A Python package for generating concise, high-quality summaries of a probability distribution

Overview

GoodPoints

A Python package for generating concise, high-quality summaries of a probability distribution

GoodPoints is a collection of tools for compressing a distribution more effectively than independent sampling:

  • Given an initial summary of n input points, kernel thinning returns s << n output points with comparable integration error across a reproducing kernel Hilbert space
  • Compress++ reduces the runtime of generic thinning algorithms with minimal loss in accuracy

Installation

To install the goodpoints package, use the following pip command:

pip install goodpoints

Getting started

The primary kernel thinning function is thin in the kt module:

from goodpoints import kt
coreset = kt.thin(X, m, split_kernel, swap_kernel, delta=0.5, seed=123, store_K=False)
    """Returns kernel thinning coreset of size floor(n/2^m) as row indices into X
    
    Args:
      X: Input sequence of sample points with shape (n, d)
      m: Number of halving rounds
      split_kernel: Kernel function used by KT-SPLIT (typically a square-root kernel, krt);
        split_kernel(y,X) returns array of kernel evaluations between y and each row of X
      swap_kernel: Kernel function used by KT-SWAP (typically the target kernel, k);
        swap_kernel(y,X) returns array of kernel evaluations between y and each row of X
      delta: Run KT-SPLIT with constant failure probabilities delta_i = delta/n
      seed: Random seed to set prior to generation; if None, no seed will be set
      store_K: If False, runs O(nd) space version which does not store kernel
        matrix; if True, stores n x n kernel matrix
    """

For example uses, please refer to the notebook examples/kt/run_kt_experiment.ipynb.

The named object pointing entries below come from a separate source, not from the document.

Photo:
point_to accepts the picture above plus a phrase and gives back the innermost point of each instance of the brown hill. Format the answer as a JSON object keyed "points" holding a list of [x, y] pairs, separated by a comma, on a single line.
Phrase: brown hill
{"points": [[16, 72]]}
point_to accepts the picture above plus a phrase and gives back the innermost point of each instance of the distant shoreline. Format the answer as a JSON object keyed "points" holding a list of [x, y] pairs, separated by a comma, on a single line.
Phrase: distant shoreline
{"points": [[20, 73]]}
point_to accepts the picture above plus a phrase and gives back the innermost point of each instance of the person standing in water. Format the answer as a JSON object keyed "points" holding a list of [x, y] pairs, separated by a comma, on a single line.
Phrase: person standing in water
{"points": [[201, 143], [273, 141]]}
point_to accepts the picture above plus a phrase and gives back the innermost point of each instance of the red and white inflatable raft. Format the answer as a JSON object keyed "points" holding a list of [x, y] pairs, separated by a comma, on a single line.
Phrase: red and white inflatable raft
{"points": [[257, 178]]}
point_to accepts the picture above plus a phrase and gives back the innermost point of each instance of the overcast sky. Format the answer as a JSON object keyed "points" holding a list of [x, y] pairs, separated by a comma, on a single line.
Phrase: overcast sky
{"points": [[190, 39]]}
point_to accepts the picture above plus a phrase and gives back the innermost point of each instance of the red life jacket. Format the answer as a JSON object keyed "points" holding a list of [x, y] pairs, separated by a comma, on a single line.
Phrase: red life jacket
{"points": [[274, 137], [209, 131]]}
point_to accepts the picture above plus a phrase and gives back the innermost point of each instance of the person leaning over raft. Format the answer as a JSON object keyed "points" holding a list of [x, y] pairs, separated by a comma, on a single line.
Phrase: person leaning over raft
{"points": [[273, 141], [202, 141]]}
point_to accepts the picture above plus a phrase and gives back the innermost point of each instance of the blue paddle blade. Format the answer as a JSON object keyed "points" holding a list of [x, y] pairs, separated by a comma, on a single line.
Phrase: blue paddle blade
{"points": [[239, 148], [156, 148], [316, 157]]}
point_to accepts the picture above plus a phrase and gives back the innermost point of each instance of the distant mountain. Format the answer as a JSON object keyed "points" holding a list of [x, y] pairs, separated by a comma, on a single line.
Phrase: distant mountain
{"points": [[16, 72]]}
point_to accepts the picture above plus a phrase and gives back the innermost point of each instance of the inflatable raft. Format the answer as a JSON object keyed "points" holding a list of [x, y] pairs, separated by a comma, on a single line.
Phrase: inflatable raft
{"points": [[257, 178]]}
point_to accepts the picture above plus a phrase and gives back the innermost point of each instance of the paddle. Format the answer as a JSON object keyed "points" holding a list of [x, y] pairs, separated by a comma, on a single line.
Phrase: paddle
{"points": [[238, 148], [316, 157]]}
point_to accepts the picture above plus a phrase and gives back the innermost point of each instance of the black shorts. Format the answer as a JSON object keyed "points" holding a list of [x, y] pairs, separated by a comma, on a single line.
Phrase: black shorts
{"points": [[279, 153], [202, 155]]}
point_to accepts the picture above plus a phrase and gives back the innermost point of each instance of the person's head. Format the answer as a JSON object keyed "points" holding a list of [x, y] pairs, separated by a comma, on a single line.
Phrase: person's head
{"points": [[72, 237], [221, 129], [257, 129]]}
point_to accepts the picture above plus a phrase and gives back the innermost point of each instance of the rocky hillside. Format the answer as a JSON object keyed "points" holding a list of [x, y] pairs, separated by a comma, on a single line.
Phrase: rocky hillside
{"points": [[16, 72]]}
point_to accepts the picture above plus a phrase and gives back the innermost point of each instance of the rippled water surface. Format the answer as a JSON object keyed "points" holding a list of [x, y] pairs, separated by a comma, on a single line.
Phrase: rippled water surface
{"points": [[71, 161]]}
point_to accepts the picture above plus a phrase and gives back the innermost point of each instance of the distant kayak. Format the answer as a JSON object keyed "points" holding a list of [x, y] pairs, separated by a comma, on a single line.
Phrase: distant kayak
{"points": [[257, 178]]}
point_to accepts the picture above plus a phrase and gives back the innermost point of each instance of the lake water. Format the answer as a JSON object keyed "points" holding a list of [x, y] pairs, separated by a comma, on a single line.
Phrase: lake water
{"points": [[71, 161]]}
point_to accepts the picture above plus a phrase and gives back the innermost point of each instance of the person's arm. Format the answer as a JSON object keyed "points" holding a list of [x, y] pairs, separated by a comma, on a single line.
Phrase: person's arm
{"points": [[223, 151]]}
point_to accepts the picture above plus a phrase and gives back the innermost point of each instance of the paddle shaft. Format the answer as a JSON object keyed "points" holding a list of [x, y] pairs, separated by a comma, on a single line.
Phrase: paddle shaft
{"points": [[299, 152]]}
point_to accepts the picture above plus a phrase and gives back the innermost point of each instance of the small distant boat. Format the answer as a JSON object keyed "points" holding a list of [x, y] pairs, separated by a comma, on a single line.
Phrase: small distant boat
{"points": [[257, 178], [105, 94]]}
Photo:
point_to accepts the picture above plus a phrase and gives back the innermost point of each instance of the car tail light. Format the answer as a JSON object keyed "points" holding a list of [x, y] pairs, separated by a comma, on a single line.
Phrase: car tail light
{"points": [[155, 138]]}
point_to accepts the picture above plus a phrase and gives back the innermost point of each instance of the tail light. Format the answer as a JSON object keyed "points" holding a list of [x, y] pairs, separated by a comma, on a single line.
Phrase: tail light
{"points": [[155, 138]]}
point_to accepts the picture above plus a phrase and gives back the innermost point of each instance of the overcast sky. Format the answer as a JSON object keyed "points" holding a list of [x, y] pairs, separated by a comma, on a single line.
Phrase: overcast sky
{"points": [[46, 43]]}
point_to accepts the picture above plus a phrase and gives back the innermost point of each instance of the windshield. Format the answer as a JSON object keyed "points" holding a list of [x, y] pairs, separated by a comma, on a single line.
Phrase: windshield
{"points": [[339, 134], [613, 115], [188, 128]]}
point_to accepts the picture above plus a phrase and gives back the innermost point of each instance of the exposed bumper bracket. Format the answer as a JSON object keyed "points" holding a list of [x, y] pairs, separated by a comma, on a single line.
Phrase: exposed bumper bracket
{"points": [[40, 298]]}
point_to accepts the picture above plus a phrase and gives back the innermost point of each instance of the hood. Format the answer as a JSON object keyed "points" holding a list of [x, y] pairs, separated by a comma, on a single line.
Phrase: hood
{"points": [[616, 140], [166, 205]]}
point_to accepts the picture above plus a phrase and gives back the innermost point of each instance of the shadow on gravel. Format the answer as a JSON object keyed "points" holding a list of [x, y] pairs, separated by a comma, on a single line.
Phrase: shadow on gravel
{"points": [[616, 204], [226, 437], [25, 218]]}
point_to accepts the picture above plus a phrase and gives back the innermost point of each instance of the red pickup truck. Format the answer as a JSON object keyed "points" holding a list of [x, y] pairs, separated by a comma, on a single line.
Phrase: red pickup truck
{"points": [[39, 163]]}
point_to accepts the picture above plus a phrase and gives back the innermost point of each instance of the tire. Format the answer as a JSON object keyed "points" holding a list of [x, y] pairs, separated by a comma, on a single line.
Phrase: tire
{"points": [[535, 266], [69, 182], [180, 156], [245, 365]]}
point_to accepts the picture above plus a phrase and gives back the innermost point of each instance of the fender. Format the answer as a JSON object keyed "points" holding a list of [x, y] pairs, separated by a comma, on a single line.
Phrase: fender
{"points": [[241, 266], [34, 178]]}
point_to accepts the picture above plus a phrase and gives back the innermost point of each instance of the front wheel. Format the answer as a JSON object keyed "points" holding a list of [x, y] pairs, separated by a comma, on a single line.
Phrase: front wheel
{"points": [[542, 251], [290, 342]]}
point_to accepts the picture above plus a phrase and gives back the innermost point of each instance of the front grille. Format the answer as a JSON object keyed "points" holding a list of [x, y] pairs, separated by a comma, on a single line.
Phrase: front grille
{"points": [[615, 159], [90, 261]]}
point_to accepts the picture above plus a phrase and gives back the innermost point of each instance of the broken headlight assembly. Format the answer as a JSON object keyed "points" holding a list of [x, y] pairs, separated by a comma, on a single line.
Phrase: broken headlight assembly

The primary Compress++ function is compresspp in the compress module:

from goodpoints import compress
coreset = compress.compresspp(X, halve, thin, g)
    """Returns Compress++(g) coreset of size sqrt(n) as row indices into X

    Args: 
        X: Input sequence of sample points with shape (n, d)
        halve: Function that takes in an (n', d) numpy array Y and returns 
          floor(n'/2) distinct row indices into Y, identifying a halved coreset
        thin: Function that takes in an (n', d) numpy array Y and returns
          2^g sqrt(n') row indices into Y, identifying a thinned coreset
        g: Oversampling factor
    """

For example uses, please refer to the code examples/compress/construct_compresspp_coresets.py.

Examples

Code in the examples directory uses the goodpoints package to recreate the experiments of the following research papers.


Kernel Thinning

@article{dwivedi2021kernel,
  title={Kernel Thinning},
  author={Raaz Dwivedi and Lester Mackey},
  journal={arXiv preprint arXiv:2105.05842},
  year={2021}
}
  1. The script examples/kt/submit_jobs_run_kt.py reproduces the vignette experiments of Kernel Thinning on a Slurm cluster by executing examples/kt/run_kt_experiment.ipynb with appropriate parameters. For the MCMC examples, it assumes that necessary data was downloaded and pre-processed following the steps listed in examples/kt/preprocess_mcmc_data.ipynb, where in the last code block we report the median heuristic based bandwidth parameteters (along with the code to compute it).
  2. After all results have been generated, the notebook plot_results.ipynb can be used to reproduce the figures of Kernel Thinning.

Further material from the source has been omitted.